Author: Mandar S. Bhagwat, Casey Y. Lee 👨🔬
Affiliation: Duke University, Massachusetts General Hospital and Harvard Medical School 🌍
Purpose: TG43-based dose calculation leads to inaccurate field-size dependent dose calculation in superficial HDR brachytherapy, due to full-scatter condition accounted in TG43, but not during treatment delivery. Prior Oncentra TPS TG186-based calculations showed that dose deviations relate to backscatter thickness and field size (FS) (Lee and Bhagwat, 2024). Here, this relationship was validated using Monte Carlo (MC) simulations and corroborate the applicability of a previously proposed correction equation for clinical use.

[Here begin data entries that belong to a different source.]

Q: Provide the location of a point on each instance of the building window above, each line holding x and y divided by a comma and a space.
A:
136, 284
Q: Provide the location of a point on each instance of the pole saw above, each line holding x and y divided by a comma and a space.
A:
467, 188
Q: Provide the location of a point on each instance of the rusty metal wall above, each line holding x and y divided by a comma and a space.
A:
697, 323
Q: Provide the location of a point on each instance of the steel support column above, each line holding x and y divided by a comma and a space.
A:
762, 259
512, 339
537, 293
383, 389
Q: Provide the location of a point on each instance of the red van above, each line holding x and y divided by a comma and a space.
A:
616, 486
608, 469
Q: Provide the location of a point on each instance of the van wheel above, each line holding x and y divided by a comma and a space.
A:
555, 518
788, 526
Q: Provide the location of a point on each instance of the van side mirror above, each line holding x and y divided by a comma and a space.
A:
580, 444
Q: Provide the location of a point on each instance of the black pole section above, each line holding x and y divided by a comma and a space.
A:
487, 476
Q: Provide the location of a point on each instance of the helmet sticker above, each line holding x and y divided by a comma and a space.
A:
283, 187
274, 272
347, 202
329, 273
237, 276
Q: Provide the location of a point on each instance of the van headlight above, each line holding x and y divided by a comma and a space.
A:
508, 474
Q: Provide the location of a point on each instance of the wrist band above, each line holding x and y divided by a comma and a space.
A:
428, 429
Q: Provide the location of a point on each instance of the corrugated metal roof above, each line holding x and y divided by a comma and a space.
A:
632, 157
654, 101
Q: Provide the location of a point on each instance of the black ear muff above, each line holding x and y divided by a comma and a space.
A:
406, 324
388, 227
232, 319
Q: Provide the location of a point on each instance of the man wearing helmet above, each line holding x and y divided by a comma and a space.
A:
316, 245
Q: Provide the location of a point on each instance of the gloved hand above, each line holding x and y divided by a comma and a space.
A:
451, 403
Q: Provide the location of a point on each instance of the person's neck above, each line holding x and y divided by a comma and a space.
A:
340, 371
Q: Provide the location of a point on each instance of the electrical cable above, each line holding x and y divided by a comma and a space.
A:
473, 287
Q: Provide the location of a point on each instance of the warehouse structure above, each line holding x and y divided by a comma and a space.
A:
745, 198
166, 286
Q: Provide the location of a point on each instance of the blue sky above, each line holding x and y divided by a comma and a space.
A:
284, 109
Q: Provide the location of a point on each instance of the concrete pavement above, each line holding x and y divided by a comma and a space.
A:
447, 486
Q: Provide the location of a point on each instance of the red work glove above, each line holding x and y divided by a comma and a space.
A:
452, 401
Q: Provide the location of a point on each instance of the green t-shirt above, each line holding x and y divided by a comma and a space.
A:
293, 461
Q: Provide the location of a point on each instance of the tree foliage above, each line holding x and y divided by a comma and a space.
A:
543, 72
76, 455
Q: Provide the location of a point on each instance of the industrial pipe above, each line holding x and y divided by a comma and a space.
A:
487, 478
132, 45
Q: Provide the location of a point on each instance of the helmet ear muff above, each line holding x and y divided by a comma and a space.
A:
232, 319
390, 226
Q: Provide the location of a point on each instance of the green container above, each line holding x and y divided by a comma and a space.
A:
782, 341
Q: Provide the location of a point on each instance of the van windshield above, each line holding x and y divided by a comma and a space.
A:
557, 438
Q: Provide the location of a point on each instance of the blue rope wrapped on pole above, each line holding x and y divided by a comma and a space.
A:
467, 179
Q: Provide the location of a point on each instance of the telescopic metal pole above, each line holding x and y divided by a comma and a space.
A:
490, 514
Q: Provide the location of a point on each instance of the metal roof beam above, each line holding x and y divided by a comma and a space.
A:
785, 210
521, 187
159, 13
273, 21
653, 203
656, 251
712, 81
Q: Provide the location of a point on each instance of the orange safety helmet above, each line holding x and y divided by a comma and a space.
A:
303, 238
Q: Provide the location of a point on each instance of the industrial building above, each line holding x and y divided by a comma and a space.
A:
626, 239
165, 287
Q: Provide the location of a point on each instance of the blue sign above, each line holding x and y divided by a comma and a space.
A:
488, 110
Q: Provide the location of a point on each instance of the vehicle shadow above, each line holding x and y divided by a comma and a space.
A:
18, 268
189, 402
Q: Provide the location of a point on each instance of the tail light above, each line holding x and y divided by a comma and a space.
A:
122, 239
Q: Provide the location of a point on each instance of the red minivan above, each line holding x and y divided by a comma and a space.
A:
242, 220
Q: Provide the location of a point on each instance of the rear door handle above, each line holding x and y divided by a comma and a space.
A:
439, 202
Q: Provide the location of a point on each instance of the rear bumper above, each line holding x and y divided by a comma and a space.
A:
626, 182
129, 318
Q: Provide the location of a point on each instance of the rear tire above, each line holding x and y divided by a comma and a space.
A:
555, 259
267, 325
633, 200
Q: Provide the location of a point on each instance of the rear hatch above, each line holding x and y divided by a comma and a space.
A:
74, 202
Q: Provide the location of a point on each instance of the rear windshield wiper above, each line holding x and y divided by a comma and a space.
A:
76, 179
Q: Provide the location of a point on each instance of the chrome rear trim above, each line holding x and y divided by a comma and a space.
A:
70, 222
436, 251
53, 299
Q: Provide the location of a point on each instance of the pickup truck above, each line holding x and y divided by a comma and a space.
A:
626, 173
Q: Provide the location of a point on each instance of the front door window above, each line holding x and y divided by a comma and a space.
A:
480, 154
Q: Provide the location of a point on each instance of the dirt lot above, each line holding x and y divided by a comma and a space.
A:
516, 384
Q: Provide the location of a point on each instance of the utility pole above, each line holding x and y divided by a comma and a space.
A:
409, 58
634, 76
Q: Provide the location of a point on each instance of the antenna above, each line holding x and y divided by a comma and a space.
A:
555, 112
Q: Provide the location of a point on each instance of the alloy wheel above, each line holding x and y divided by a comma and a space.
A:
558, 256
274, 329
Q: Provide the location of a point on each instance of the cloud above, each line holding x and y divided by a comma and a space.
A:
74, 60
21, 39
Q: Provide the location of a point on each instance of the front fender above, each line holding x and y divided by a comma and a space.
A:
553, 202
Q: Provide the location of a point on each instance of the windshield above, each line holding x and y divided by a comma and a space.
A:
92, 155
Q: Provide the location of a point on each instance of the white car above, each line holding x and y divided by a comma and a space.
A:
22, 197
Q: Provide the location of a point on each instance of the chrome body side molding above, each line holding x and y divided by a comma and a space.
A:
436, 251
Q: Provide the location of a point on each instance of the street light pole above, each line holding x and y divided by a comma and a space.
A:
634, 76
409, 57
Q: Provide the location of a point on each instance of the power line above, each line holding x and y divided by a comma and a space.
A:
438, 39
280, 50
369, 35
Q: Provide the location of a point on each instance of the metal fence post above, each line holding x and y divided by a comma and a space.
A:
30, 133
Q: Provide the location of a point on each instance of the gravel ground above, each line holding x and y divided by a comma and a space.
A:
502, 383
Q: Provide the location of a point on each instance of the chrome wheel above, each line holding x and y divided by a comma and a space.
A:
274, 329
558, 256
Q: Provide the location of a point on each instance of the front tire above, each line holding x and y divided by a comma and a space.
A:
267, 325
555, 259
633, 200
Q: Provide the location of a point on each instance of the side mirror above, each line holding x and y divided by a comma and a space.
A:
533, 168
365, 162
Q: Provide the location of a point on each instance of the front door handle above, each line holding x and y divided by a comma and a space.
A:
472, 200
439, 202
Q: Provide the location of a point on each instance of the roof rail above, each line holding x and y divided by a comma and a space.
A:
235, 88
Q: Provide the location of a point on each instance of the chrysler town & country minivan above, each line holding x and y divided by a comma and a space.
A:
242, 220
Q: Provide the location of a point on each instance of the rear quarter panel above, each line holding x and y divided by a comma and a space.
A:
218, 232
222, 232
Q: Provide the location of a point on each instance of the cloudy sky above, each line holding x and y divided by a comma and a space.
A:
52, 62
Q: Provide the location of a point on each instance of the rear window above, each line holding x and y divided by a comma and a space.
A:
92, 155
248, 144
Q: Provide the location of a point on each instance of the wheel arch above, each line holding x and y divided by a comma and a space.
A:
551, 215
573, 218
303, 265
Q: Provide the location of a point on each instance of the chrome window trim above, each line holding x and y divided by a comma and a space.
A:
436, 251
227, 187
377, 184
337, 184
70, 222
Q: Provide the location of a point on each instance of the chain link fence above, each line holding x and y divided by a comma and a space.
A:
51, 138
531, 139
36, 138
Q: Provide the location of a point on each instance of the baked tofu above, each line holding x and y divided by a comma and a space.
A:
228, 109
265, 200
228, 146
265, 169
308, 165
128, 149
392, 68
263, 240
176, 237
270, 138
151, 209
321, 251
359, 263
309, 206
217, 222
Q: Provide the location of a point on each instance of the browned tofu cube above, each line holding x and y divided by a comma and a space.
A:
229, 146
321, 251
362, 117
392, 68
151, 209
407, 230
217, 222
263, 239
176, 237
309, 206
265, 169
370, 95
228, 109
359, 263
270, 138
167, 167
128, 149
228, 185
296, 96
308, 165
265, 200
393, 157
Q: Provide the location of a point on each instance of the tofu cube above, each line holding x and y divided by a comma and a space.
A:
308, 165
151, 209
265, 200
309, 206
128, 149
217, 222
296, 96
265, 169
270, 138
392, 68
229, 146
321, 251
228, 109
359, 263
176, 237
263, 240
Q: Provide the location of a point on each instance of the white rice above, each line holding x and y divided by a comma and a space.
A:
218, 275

Methods: MC simulation was conducted using a Geant4-based tool ‘TOPAS’. Water-equivalent contours for 9 cm tissue, Freiburg Flap (FF, 1 cm thick), and additional backscatter (aBS, 0 - 10 cm) above the FF were created. Field sizes ranged from 4x4 cm² to 16x16 cm², matching dwell times from TG186-based Oncentra TPS plans optimized to a uniform depth of 10 mm to a reference point in the center of the dose plane for each FS. Relative dose (RD) was defined as the ratio of dose for a given aBS to that with no aBS for each FS, averaged over 5 mm³ voxels at 1 cm below the center of FS. MC-derived RD values were compared to TG186 results.
Results: MC simulations confirmed a linear correlation with TG186 results (R2 > 0.96), confirming FS-dependent backscatter effect. RD increased with both FS and aBS thickness, from 2.5% for 4x4 cm² to 7.7% for 16x16 cm² at 10 cm aBS. This increase was well-characterized (R² > 0.98) by the previously reported 2-parameter model: RD=[1-β/(1+α*BS)]/(1-β).
Conclusion: MC simulation validated the FS-dependent backscatter effect previously identified with TG186 calculations. The 2-parameter model effectively characterizes these dose deviations, supporting its potential clinical application in superficial HDR brachytherapy to improve dose calculation accuracy.